Extrait 1 "Sauver Auschwitz ?"
Durée : 00:37

A commencer par celle à laquelle les Soviétiques sont confrontés lorsqu’ils découvrent fortuitement le camp en janvier 1945 : que faire d’Auschwitz ? Abandonné pendant deux ans, il devient le théâtre d’affrontements entre d’anciens prisonniers politiques polonais et des pilleurs. La mort de l’un d’eux force le gouvernement polonais à intervenir, et à transformer Auschwitz 1 en musée. Les deux autres entités du complexe concentrationnaire connaissent un sort différent : Birkenau, lieu d’extermination, est laissé en friche, tandis que le camp de travail de Monowitz-Buna, où se situe l’usine IG Farben, devient une zone industrielle.

Un voile idéologique

Dès lors et jusqu’à la fin de la guerre froide, un voile idéologique va recouvrir Auschwitz, érigé en lieu du martyre polonais. Ainsi lors du 20e anniversaire du musée, une plaque est apposée, mentionnant le nombre surévalué de 4 millions de victimes, sans précision d’identités, là où périrent 1,1 million de personnes dont 90 % de juifs. « Manière de dissimuler la dimension juive de la catastrophe », estime l’historien canadien Robert Jan Van Pelt. Cependant, un coin du linceul est levé avec l’arrivée des premiers visiteurs de l’Ouest, tels Serge Klarsfeld ou l’historien Marcello Pezzetti qui se met en quête de retrouver la première chambre à gaz à Birkenau.

Au tournant des années 1980, peu après la visite de Jean Paul II, qui célèbre une messe à Birkenau, l’affaire des carmélites suscite de vives polémiques au sein de la communauté juive, qui craint une récupération religieuse du lieu. Polémiques auxquelles viendra s’ajouter la « mascarade pseudo-scientifique » négationniste mené par Robert Faurisson.

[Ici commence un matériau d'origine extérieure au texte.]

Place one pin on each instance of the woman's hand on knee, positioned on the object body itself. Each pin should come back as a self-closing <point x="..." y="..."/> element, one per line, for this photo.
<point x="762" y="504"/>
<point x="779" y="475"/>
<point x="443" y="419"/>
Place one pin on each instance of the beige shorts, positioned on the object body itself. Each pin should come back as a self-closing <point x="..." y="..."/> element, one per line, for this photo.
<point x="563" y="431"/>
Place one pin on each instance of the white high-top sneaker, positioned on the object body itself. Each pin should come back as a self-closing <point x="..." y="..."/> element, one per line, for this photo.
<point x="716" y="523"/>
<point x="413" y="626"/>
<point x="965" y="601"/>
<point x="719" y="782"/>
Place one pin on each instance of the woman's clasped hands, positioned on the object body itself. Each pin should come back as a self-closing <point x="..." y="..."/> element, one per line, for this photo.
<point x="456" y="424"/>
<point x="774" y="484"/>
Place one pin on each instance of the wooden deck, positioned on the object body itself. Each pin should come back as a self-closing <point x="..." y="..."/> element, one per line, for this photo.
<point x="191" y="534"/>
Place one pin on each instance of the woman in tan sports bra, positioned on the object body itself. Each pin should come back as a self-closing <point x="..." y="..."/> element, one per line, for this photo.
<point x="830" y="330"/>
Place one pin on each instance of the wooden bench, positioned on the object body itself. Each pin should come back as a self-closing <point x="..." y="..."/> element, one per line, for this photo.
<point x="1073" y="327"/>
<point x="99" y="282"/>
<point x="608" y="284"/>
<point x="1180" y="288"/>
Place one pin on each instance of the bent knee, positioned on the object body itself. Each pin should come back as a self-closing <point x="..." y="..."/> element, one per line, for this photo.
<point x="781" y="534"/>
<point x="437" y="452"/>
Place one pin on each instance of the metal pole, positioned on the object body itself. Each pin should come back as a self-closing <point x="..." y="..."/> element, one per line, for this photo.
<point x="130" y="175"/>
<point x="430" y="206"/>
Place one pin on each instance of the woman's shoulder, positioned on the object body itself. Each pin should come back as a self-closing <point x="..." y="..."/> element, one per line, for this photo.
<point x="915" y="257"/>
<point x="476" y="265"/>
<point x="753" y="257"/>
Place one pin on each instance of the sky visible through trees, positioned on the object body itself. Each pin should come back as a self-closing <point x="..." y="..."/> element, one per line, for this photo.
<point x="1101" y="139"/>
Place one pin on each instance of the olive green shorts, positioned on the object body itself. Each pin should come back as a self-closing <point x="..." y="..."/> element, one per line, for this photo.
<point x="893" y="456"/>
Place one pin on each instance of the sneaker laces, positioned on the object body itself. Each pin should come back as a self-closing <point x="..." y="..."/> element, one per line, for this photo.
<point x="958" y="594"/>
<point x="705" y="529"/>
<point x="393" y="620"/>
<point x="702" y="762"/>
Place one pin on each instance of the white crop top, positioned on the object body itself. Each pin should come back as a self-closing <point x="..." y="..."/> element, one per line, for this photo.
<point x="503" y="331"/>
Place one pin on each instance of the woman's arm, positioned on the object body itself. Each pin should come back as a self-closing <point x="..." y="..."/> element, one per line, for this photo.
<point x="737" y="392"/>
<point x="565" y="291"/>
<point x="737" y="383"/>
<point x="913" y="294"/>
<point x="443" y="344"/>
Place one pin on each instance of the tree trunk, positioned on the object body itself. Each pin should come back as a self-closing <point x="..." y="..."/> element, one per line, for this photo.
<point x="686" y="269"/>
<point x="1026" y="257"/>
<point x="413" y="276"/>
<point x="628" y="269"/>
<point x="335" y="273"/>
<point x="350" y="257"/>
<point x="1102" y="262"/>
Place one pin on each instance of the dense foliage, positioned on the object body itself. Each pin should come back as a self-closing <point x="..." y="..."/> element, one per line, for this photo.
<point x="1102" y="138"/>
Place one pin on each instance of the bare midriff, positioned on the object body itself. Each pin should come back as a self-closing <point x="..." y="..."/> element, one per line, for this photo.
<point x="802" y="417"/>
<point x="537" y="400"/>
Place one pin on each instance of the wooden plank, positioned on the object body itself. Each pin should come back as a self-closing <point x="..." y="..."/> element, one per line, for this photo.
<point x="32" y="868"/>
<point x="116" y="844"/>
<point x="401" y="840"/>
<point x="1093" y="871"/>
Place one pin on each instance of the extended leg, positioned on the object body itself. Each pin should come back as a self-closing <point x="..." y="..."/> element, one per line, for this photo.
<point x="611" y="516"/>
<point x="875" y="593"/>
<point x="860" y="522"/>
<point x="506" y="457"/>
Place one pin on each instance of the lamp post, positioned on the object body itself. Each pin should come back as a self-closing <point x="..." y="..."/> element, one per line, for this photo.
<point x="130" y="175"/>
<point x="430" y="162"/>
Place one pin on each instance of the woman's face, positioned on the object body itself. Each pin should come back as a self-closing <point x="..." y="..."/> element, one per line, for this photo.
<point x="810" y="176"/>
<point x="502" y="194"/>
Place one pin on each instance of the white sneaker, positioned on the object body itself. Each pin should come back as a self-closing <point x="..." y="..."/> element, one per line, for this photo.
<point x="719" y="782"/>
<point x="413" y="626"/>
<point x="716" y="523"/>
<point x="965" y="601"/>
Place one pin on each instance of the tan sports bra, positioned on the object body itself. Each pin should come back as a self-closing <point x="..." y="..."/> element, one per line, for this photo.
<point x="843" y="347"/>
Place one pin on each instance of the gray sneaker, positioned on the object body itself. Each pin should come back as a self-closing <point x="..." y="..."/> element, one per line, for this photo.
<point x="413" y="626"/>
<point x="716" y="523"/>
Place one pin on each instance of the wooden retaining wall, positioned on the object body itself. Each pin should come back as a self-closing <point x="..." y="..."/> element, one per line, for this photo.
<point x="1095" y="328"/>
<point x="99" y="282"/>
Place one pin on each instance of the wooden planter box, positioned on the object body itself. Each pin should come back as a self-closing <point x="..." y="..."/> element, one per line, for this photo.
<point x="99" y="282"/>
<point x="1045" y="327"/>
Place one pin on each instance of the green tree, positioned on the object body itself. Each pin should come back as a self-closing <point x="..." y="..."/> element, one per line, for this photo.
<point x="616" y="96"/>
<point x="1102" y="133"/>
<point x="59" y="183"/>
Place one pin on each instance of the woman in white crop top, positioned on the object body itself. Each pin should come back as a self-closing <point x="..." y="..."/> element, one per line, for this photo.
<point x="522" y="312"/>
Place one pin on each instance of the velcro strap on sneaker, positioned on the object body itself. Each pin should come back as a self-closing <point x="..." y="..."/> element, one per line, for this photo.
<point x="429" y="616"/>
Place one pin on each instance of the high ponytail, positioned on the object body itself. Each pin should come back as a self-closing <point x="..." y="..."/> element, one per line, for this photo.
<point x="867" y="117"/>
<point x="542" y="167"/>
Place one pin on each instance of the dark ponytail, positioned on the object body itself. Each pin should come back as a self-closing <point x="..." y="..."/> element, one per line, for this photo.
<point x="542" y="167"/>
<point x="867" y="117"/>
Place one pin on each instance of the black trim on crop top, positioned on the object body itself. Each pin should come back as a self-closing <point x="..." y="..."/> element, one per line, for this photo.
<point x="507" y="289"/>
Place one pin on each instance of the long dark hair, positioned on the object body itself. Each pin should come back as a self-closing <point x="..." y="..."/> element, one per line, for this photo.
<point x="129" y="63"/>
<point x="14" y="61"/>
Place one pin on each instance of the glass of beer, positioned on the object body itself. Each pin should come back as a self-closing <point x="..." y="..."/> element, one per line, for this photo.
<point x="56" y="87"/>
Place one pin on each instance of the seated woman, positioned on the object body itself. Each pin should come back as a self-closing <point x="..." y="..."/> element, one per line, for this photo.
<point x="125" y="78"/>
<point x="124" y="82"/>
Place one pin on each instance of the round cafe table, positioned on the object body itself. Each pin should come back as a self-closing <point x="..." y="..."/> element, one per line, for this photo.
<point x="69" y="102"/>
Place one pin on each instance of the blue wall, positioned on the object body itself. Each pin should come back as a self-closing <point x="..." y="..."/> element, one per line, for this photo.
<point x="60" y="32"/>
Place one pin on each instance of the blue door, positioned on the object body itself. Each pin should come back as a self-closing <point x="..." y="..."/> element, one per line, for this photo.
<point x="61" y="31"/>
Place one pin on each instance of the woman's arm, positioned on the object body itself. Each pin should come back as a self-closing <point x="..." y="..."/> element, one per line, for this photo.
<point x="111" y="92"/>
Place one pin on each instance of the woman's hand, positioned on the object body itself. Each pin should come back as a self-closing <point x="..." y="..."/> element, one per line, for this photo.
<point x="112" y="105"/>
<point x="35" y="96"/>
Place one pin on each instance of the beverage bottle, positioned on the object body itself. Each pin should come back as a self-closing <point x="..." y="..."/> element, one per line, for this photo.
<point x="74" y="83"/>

Extrait 2 "Sauver Auschwitz ?"
Durée : 00:50

Avec la chute du Mur en 1989 s’ouvre une nouvelle ère, qui voit des intellectuels juifs associés à la réflexion sur la préservation du site et des travaux de recherches menés à Birkenau. Non sans tiraillements avec une population locale décidée à vivre tranquillement sans être indisposée par les touristes… Si le déni de réalité peut apparaître choquant à écouter les propos de certains habitants – tel ce jeune homme, devant le wagon commémoratif installé sur la Judenrampe (quai des juifs), expliquant son choix de vivre à Auschwitz par un « c’est bien desservi, ici… » –, que dire de ceux à teneur négationniste du maire de Brzezinka, qui, défendant le développement de la ville au nom de l’histoire ancestrale, s’exclame : « A l’échelle des siècles, ces quatre années d’occupation hitlériennes sont passées comme un battement de cils. »

A travers les points de vue, analyses et témoignages, et surtout les questions sur l’urbanisation, la fréquentation de masse, la conservation du camp, le film de Jonathan Hayoun contribue à poser avec rigueur et clarté les termes d’un débat complexe, loin d’être clos.

Sauver Auschwitz ?, de Jonathan Hayoun (Fr., 2016, 55 min).